BRADLEY: NAJPIERW MAIDANA, POTEM KHAN I ALEXANDER

Leszek Dudek, boxingscene.com

2010-04-30

Mistrz WBO w kategorii junior półśredniej, Timothy Bradley (25-0, 11 KO), kompletuje listę celów w limicie do 140 funtów. Przed zmianą kategorii na wyższą, "Desert Storm" planuje zostać absolutnym czempionem w obecnej wadze.

17 lipca Amerykanin stanie do ringu z posiadaczem pasa WBA Interim - Marcosem Rene Maidaną (28-1, 27 KO). Później Bradley chce się zmierzyć z pełnoprawnym mistrzem tej federacji - Amirem Khanem (22-1, 16 KO), a na końcu z czempionem WBC i IBF - Devonem Alexandrem (20-0, 13 KO).

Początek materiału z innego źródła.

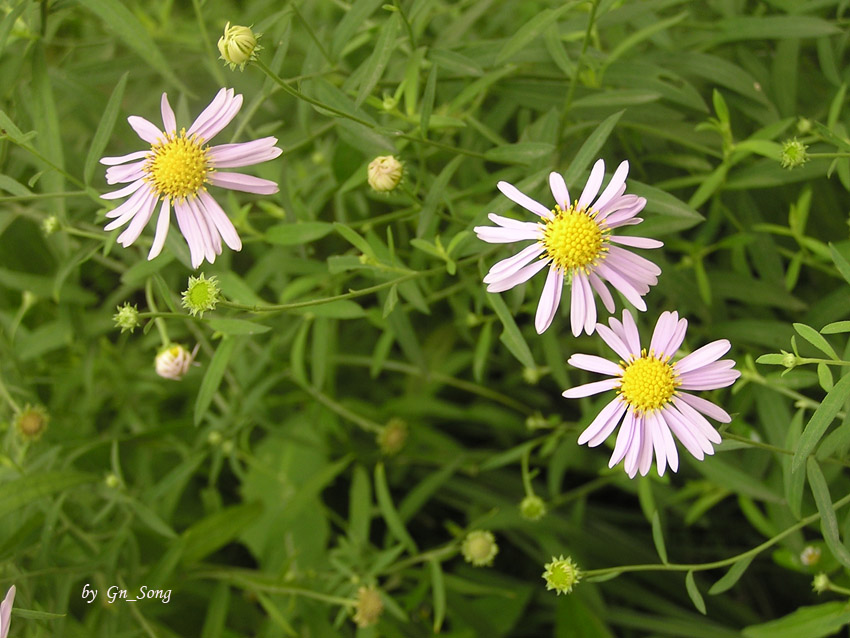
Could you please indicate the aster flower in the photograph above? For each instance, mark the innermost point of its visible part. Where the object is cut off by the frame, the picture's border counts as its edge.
(6, 612)
(575, 241)
(176, 171)
(649, 394)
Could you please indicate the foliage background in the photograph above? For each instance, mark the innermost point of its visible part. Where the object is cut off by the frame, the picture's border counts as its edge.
(255, 488)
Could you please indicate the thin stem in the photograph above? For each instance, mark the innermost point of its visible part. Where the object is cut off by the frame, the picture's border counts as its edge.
(682, 567)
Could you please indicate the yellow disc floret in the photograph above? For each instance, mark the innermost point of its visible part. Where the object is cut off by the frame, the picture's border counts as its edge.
(574, 239)
(178, 167)
(648, 383)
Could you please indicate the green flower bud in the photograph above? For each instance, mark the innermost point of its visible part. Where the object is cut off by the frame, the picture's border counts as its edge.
(238, 46)
(561, 574)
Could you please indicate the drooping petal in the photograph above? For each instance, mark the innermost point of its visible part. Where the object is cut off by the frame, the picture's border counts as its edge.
(597, 174)
(146, 130)
(509, 266)
(549, 300)
(169, 122)
(221, 220)
(592, 363)
(246, 183)
(703, 356)
(114, 161)
(559, 190)
(706, 407)
(162, 224)
(514, 194)
(589, 389)
(244, 154)
(604, 423)
(520, 276)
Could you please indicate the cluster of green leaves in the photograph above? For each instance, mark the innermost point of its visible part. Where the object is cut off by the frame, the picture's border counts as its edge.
(275, 480)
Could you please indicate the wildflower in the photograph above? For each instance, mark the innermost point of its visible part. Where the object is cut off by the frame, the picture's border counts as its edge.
(127, 317)
(561, 574)
(238, 46)
(369, 607)
(479, 548)
(384, 173)
(392, 437)
(31, 422)
(173, 362)
(532, 508)
(649, 393)
(176, 170)
(793, 154)
(6, 612)
(201, 295)
(575, 241)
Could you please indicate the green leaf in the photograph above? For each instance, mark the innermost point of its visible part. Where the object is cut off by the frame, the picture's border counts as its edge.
(520, 153)
(828, 520)
(728, 580)
(658, 537)
(511, 335)
(380, 56)
(530, 30)
(816, 339)
(591, 147)
(118, 18)
(297, 234)
(438, 593)
(693, 592)
(212, 377)
(22, 491)
(822, 417)
(104, 128)
(388, 511)
(218, 529)
(816, 621)
(237, 326)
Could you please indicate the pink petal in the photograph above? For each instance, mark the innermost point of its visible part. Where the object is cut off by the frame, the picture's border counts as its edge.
(144, 129)
(222, 222)
(514, 194)
(169, 122)
(162, 224)
(602, 291)
(703, 356)
(509, 266)
(559, 190)
(246, 183)
(706, 407)
(636, 242)
(244, 154)
(549, 300)
(592, 363)
(589, 389)
(597, 173)
(520, 276)
(604, 423)
(614, 342)
(139, 222)
(114, 161)
(123, 192)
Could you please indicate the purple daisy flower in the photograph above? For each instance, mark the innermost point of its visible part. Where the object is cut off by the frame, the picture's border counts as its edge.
(650, 401)
(177, 169)
(575, 241)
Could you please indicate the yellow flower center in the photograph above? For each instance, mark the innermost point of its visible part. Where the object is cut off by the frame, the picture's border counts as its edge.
(179, 166)
(648, 382)
(574, 239)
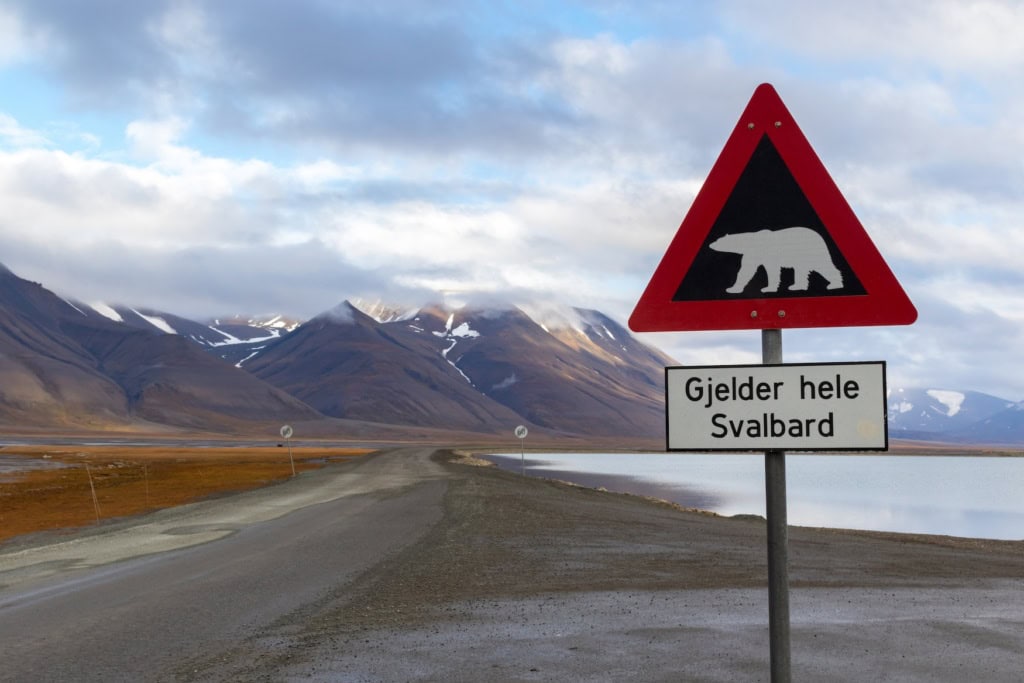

- Od przejścia do półśredniej dzielą mnie nie więcej niż dwie, trzy walki. Na początek Maidana. Potem zdejmę Khana, a na końcu największa walka - z Devonem Alexandrem. Jego też załatwię. Freddie Roach i Golden Boy wiedzą już, że interesuje mnie pojedynek z ich zawodnikiem. Nie mogę się doczekać chwili, w której dostanę Khana w swoje ręce. Dziwię się, że WBA jeszcze nie zabrała mu pasa - powiedział 26-letni Bradley.